To date, the start-up has processed data from 78 billion miles of car journeys.
It says it can enhance vehicle safety and improve the car-driving and ownership experience by helping to develop new products and services, such as real-time parking availability and local petrol price comparisons.
Wejo believes the ability to predict breakdowns and collisions, while monitoring traffic and air quality, will become an essential benefit of the connected car market.
« The value of this data to industries like traffic and mapping, urban mobility, insurance, parking and geolocation is potentially enormous, » one insider said.
In addition to the GM investment, wejo will continue to work with a range of other major car manufacturers, according to insiders.
The backing from GM makes wejo the most valuable British start-up in the connected car space, amid an anticipated explosion in the number of internet-enabled vehicles during the next decade.
Securing a partner in the world’s largest developed car market is expected to prove critical to wejo’s efforts to turn itself into a genuinely global data exchange.
One source said the data provided by 12 million GM vehicles would give the start-up greater insight into driving trends, traffic patterns and car utilisation.
The race to commercialise motoring data is emerging as one of the principal battlegrounds in an industry which is being both ravaged and reshaped by technological advances.
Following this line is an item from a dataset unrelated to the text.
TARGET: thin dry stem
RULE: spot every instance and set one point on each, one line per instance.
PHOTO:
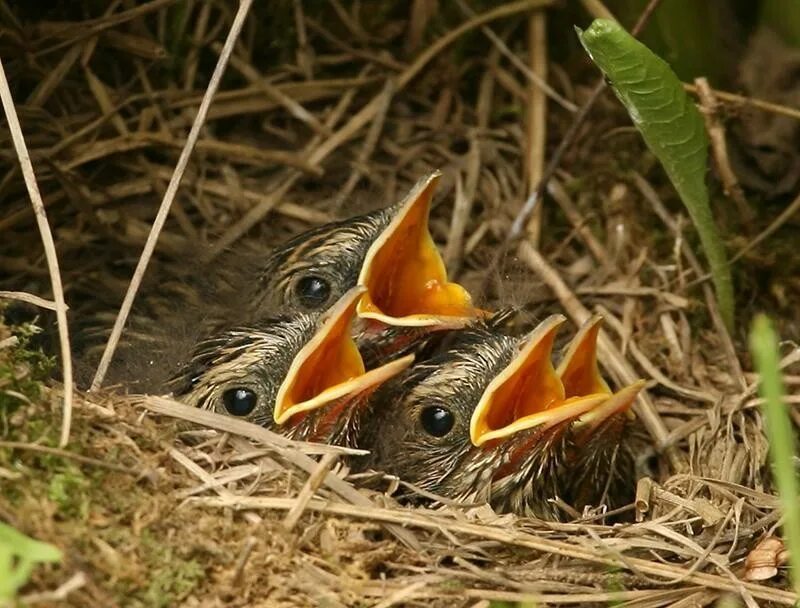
(49, 249)
(169, 195)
Analysts at Gartner expect the connected car market to grow to more than 250 million cars by 2025, with 20 million cars projected to be on the wejo platform by the end of the year, according to internal company forecasts.
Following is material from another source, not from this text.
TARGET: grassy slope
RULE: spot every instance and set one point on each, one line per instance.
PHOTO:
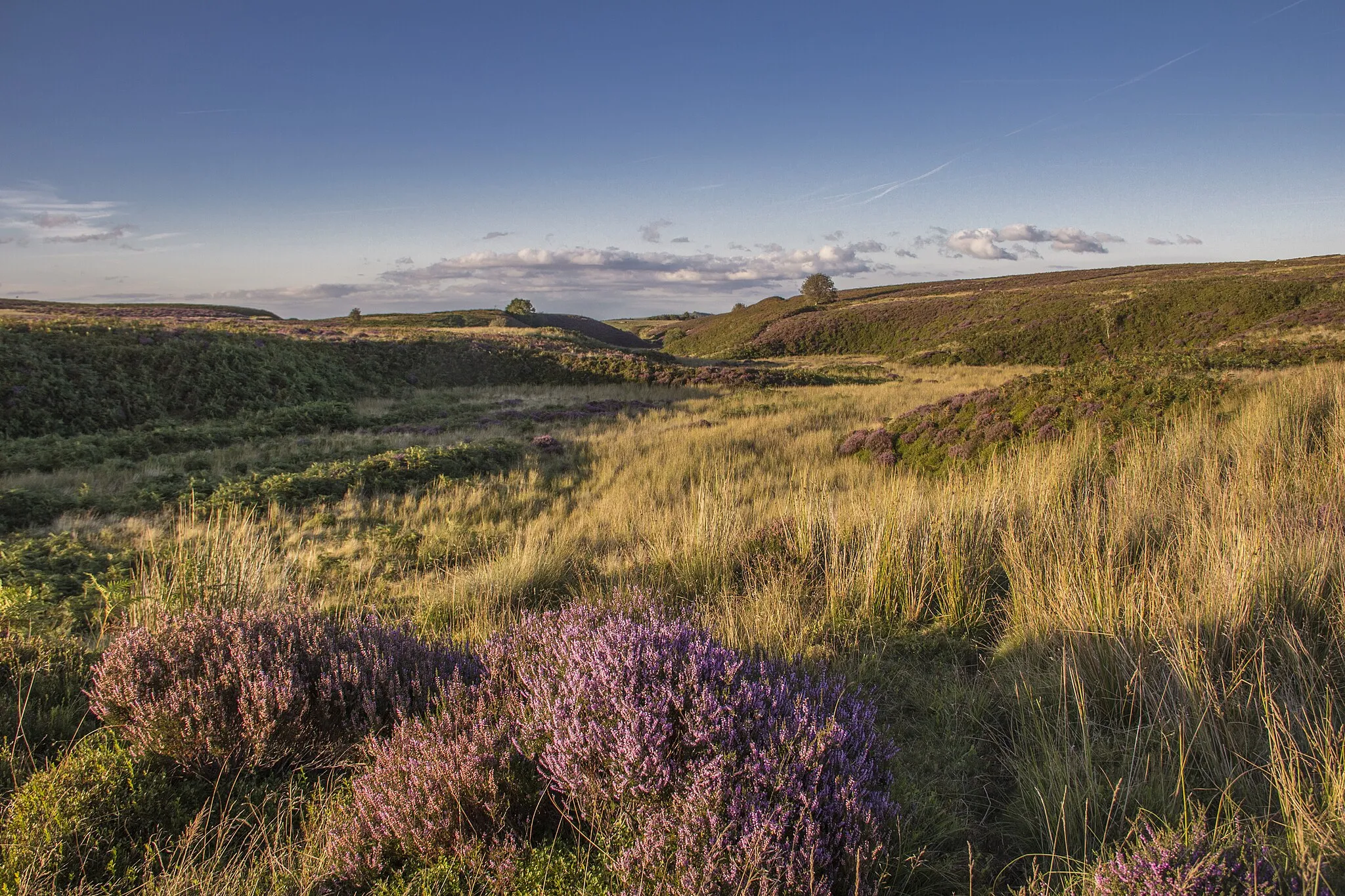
(1046, 319)
(1038, 629)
Last year, Mr Barlow recruited Tim Lee, the former head of GM’s business in China, as its new chairman
In a statement issued to Sky News, a wejo spokesman said: « GM has more experience with connectivity than any other automaker and wejo’s data scientists are at the forefront of analysing and understanding the data generated by vehicle sensors.
« Together, we will create even more value for customers from connectivity. »
The Series B investment from GM represents by far wejo’s largest fundraising to date.
Its Series A round of $8.5m was concluded last summer, with investors such as DIP Capital contributing to the earlier capital-raising.
Wejo employs approximately 150 people in the UK and US, and is expected to use its new funding to grow its workforce.